Ben raises what he considers one of the stronger skeptical arguments: that the quality of photographic and video evidence for Bigfoot has conspicuously failed to improve despite decades of dramatic advances in camera technology and the near-universal presence of high-resolution cameras in pockets worldwide. Scott’s response — that elusive, rare animals in dense terrain are not reliably captured regardless of equipment, and that photographic evidence wouldn’t constitute proof anyway — prompts a spirited but good-natured back-and-forth about what a genuinely compelling photograph would need to show.

The group also discusses Jane Goodall‘s well-known NPR radio remarks in which she initially said she was “sure” Bigfoot exists before walking the claim back to a statement of hope. Ben argues that Goodall’s primate expertise doesn’t straightforwardly extend to the evidentiary questions surrounding Bigfoot — creature identity, eyewitness reliability, hoax detection — just as a ghost researcher shouldn’t assume that a physicist’s knowledge about energy applies to claimed hauntings. Scott finds the gorilla-discovery analogy compelling: reports of large, manlike apes in Central Africa were dismissed for generations before mountain gorillas were verified, and primatologist George Schaller‘s observation of gorillas covering a dead conspecific with vegetation is offered as a speculative parallel for why Bigfoot bodies might not surface.



📚 Further Reading

📚 Sasquatch: The Apes Among Us 💵 by John Green
📚 Bigfoot Exposed: An Anthropologist Examines America’s Enduring Legend 💵 by David Daegling
📚 Tracking the Chupacabra: The Vampire Beast in Fact, Fiction, and Folklore 💵 by Benjamin Radford

🔗 Related Links

Krampus (Wikipedia)
Bigfoot / Sasquatch (Wikipedia)
Patterson–Gimlin Film (Wikipedia)
Tapetum lucidum (eyeshine) (Wikipedia)
Bigfoot Field Researchers Organization (BFRO) (Wikipedia)
Jeff Meldrum (Wikipedia)
John Green (cryptozoologist) (Wikipedia)
Mountain gorilla (Wikipedia)


Note: ads inserted into the distributed audio alter the timestamps in unpredictable ways, so timing references in these notes are approximate.

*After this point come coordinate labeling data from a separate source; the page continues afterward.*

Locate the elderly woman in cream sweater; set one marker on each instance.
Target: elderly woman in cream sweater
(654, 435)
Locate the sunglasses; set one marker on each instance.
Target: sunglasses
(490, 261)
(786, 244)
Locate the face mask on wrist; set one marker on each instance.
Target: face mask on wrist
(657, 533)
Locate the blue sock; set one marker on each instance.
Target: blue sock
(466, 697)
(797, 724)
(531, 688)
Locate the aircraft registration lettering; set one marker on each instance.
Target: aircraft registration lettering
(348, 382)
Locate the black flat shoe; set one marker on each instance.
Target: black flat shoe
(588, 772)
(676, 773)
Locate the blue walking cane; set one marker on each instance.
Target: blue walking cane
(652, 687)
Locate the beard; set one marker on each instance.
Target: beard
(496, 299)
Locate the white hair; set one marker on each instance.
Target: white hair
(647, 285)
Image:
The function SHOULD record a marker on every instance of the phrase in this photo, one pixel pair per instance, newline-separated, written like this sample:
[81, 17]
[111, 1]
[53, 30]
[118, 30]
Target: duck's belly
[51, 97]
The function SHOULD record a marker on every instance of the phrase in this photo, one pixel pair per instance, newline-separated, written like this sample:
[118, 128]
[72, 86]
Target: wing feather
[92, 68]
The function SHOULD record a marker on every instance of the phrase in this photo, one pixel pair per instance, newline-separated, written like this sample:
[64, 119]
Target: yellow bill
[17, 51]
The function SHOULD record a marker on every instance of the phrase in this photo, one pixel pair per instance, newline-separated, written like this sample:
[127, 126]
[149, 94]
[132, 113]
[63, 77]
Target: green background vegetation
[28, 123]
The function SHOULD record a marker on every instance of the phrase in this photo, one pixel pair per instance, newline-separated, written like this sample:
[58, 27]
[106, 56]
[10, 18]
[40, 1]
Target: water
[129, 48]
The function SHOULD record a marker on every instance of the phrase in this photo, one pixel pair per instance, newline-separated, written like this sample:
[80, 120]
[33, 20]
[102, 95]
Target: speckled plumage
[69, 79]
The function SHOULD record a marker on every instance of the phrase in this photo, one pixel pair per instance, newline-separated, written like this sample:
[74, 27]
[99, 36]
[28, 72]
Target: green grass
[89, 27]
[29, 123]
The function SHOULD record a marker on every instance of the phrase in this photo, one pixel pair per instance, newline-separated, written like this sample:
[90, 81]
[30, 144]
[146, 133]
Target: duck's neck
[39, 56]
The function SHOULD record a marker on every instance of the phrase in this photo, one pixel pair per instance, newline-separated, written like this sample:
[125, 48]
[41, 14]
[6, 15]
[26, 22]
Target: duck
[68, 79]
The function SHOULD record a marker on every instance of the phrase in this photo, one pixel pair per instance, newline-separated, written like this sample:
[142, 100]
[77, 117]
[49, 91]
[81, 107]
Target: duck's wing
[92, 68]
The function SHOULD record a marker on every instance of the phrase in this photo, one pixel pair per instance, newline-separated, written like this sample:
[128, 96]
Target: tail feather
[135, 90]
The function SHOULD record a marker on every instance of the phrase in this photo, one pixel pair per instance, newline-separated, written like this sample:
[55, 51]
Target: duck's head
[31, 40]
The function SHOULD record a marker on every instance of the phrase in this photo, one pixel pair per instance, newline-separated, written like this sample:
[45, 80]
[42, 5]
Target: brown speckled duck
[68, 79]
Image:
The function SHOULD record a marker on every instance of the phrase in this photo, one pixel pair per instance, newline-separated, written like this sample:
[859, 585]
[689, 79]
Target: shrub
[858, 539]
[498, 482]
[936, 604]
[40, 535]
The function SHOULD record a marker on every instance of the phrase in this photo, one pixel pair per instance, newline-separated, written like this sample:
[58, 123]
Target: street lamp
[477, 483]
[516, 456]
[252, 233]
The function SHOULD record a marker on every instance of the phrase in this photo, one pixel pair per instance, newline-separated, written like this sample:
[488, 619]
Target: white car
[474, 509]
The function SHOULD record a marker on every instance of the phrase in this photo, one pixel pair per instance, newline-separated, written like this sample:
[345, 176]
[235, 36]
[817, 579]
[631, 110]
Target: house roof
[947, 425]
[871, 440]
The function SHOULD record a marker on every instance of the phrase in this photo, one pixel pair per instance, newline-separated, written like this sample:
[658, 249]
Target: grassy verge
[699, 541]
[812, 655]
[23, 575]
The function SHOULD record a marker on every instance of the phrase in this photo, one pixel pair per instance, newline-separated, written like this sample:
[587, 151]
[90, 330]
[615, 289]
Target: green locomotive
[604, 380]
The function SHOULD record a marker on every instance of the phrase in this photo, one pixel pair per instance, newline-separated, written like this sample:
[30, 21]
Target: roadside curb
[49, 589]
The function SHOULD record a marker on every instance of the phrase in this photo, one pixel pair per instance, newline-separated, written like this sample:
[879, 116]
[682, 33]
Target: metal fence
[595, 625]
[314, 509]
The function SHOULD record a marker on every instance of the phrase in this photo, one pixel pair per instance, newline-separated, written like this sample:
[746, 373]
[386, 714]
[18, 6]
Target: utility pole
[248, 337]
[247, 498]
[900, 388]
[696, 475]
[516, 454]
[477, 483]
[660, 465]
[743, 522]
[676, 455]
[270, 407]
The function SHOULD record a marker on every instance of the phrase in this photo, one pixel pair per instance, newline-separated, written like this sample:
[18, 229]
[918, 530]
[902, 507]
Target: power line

By popular demand, we take a brief aside into fantasy to talk with one the more sinister figures associated with the Winter Holidays: The Krampus. Then we get a bit more serious as we welcome one of the co-hosts of the popular podcast The Bigfoot Show, documentarian and comedian, Scott Herriott. Scott has made several films about walking the Pacific Coast Trail and about his personal quest to find Bigfoot—and the people he’s met in that search. This MonsterTalk interview includes a detailed recounting of his own brush with what he believes may have been a Sasquatch.